The actress stars alongside Jason Manford, Sally Lindsay and Michelle Keegan in the new series, which examines how everyday little white lies can soon spin out of control and have serious consequences.
"I'm not very good at lying – it makes me feel very panicky and it's the only big rule we ever had growing up, you would always be in worse trouble for lying than if you'd 'fessed up!" said Jo.
"I once told my parents that I hadn't hit my brother in a row when I was 6. My mum took him next door and majorly told him off for lying. My dad was in the other room with me and kind of smirked at me. I felt wracked with guilt because my brother was getting this telling off and my dad seemed to find it funny.
"I vowed I'd never lie again. I later found out that my mum and brother were giggling behind the door and pretending to be told off so that I'd think twice about lying, hence my dad trying not to laugh at my huge guilt-ridden eyes! Complex, but it worked!"

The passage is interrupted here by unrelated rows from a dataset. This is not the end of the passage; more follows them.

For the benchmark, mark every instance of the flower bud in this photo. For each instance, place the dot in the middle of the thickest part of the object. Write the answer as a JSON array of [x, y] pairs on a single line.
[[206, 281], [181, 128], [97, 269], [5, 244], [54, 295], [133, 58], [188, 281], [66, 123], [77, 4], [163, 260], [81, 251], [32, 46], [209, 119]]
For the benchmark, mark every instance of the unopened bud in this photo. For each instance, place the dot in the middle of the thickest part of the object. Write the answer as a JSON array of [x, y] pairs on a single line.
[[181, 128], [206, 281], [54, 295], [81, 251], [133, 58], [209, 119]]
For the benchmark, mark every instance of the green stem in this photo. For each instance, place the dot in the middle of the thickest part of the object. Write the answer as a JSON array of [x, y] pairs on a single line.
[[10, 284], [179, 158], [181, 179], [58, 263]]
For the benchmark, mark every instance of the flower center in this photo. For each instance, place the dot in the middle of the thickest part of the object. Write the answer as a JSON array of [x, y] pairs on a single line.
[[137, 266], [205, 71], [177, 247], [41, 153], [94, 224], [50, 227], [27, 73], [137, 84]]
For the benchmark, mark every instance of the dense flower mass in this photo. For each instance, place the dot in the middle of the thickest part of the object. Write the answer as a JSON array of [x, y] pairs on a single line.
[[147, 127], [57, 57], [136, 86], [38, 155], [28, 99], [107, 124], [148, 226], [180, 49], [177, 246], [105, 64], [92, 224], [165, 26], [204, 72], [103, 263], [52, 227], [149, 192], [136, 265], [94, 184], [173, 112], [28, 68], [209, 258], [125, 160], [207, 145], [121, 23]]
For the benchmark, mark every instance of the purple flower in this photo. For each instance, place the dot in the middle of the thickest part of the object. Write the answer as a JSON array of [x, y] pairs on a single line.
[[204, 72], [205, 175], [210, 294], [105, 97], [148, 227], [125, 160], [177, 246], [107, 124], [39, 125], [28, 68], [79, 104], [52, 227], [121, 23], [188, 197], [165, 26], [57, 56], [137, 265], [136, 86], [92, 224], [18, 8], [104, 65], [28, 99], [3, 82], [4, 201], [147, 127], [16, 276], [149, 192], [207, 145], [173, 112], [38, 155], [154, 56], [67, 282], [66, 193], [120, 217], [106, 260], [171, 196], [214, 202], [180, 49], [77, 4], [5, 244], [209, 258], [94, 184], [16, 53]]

Jo stars as head of admin Beth in Ordinary Lies, a character she describes as a "good, honest, hard working local girl" who has done well for herself at JS Motors, the car salesroom where the series is set.
But behind closed doors, it's not all perfect for the mum-of-two... Her husband Dave mysteriously vanished a year ago after going to the shops and never coming back.
Discussing her research, she said: "I didn't meet with anyone in person to discuss the subject matter, but I did read many stories and listen to an incredible documentary on the radio that was specifically from the angle of wives and children whose fathers or husbands suffer from mental illness and are prone to disappear.
"For the majority of the show, Beth is in this awful place of limbo whereby she doesn't know if Dave has been killed, died in a tragic accident or has indeed abandoned them due to some kind of breakdown.
"Danny Brocklehurst's writing is so rich and truthful that despite all the research, just returning to the text offered a wealth of an emotional journey, from anger, fear, sadness, guilt and hope."
Ordinary Lies airs on BBC One later this month.